Vakkrachten in een bouwplaatsfunctie
8. Een vakkracht in een bouwplaatsfunctie wordt gedefinieerd als de uitzendkracht die:
a. ingevolge een beroepspraktijkvormingsovereenkomst (BPVO) een opleiding volgt als bedoeld in artikel 42b en 42c van de CAO Bouw en Infra; of
b. in het bezit is van een diploma of praktijkcertificaat van een opleiding als bedoeld in artikel 42a van de CAO Bouw en Infra; of
c. als vakvolwassene een beroepsopleiding in de bouw volgt; of
d. binnen een periode van twee jaar in totaal twaalf maanden bouwwerkzaamheden in de zin van de CAO Bouw en Infra heeft verricht (direct voorafgaande aan de aanvang van de uitzendarbeid of – zodra dit het geval is – gedurende het verrichten van de uitzendarbeid in de bouw).

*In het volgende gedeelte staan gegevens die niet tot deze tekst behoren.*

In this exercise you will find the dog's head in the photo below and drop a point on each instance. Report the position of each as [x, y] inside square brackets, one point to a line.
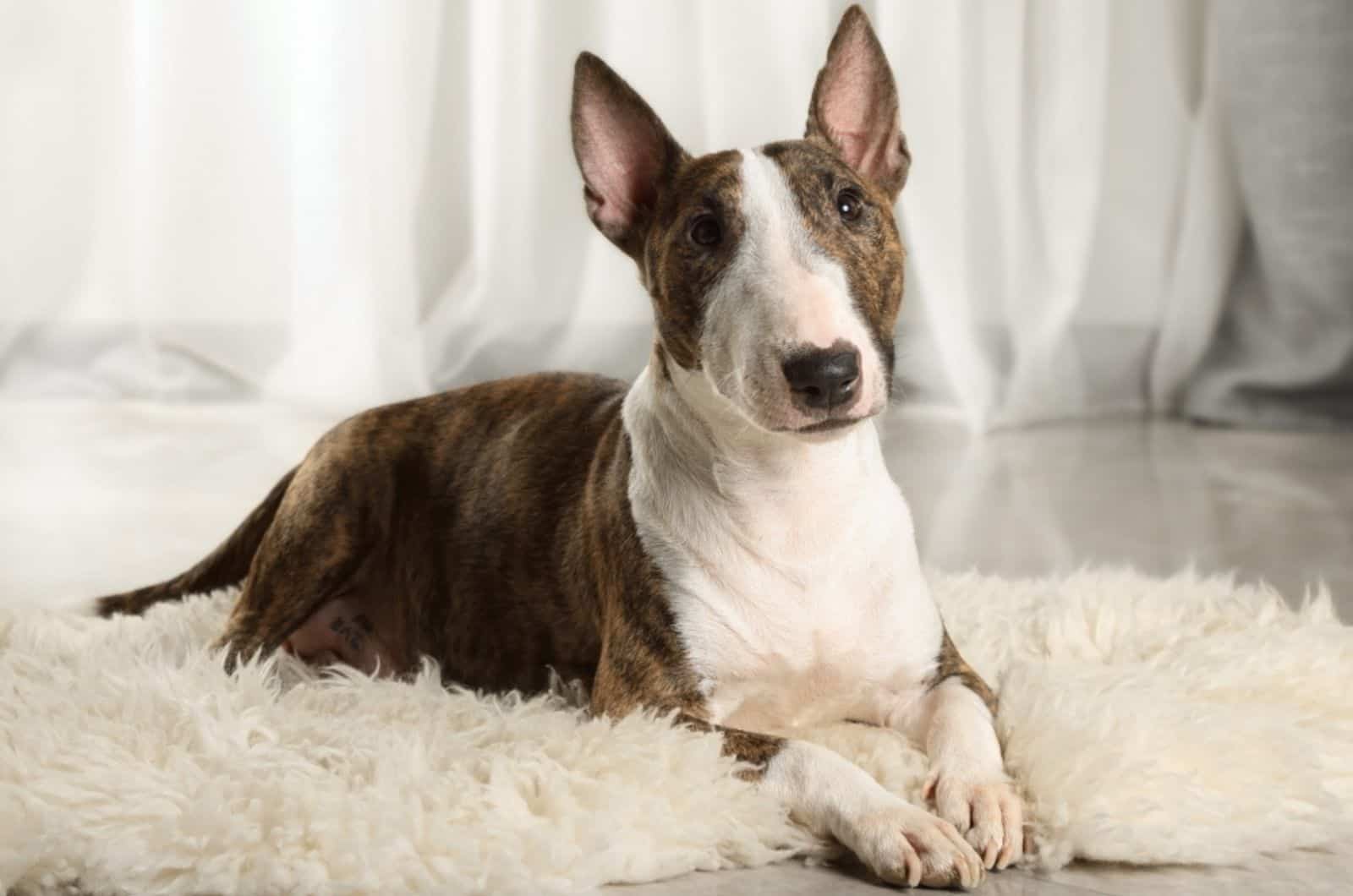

9. Voor de vakkracht in een bouwplaatsfunctie geldt de inlenersbeloning. Dit geldt tevens voor de uitzendkracht die onder een van de uitzonderingsgroepen als bedoeld in artikel 27 behoort.
10. In afwijking van de bepalingen van de cao gelden de navolgende aanvullende arbeidsvoorwaarden uit de CAO Bouw en Infra voor de vakkracht in een bouwplaatsfunctie:
– artikel 26a lid 1, 2, 3, 7 en 8 (seniorendagen en vierdaagse werkweek voor bouwplaatsmedewerkers van 55 jaar of ouder);
– artikel 34 (bereikbaarheidsdienst) m.u.v. de verwijzing in lid 8 naar artikel 89;
– artikel 35a lid 4 (eerste zin);
– artikel 45 prestatiebeloning en wel als volgt:
• de vakkracht die ter beschikking wordt gesteld in een onderneming of op een object, waar een prestatietoeslag geldt, heeft tevens recht op deze prestatietoeslag;
• bij een verhoging van het garantieloon, anders dan op grond van plaatsing in een hogere functiegroep, mag deze verhoging niet in mindering worden gebracht op de resultaten van de overeengekomen prestatiebeloning en dergelijke;
– artikel 51 (reisurenvergoeding) m.u.v. de verwijzingen naar de chauffeurstoeslag in lid 2 en lid 4;
– artikel 7 (buitenlandse werknemers).
11. Ten aanzien van de vakkracht in de bouwplaatsfunctie geldt geen loondoorbetalingsplicht als bedoeld in artikel 7:628 BW, wanneer als gevolg van ongunstige weersomstandigheden conform artikel 73 CAO Bouw en Infra niet kan worden gewerkt. De uitzendonderneming vult dan de op grond van artikel 18 WW verkregen werkloosheidsuitkering aan tot 100% van het geldende periodeloon in de schaal.
Vakkrachten in een UTA-functie
12. Een vakkracht in een UTA-functie is de uitzendkracht die:
a. in het bezit is van een diploma op ten minste niveau 2 van de beroepsopleidende leerweg (BOL) in een bouwtechnische richting; of
b. binnen een periode van twee jaar in totaal twaalf maanden UTA-werkzaamheden in de zin van de CAO Bouw en Infra heeft verricht (direct voorafgaande aan de aanvang van de uitzendarbeid of – zodra dit het geval is – gedurende het verrichten van de uitzendarbeid in de bouw).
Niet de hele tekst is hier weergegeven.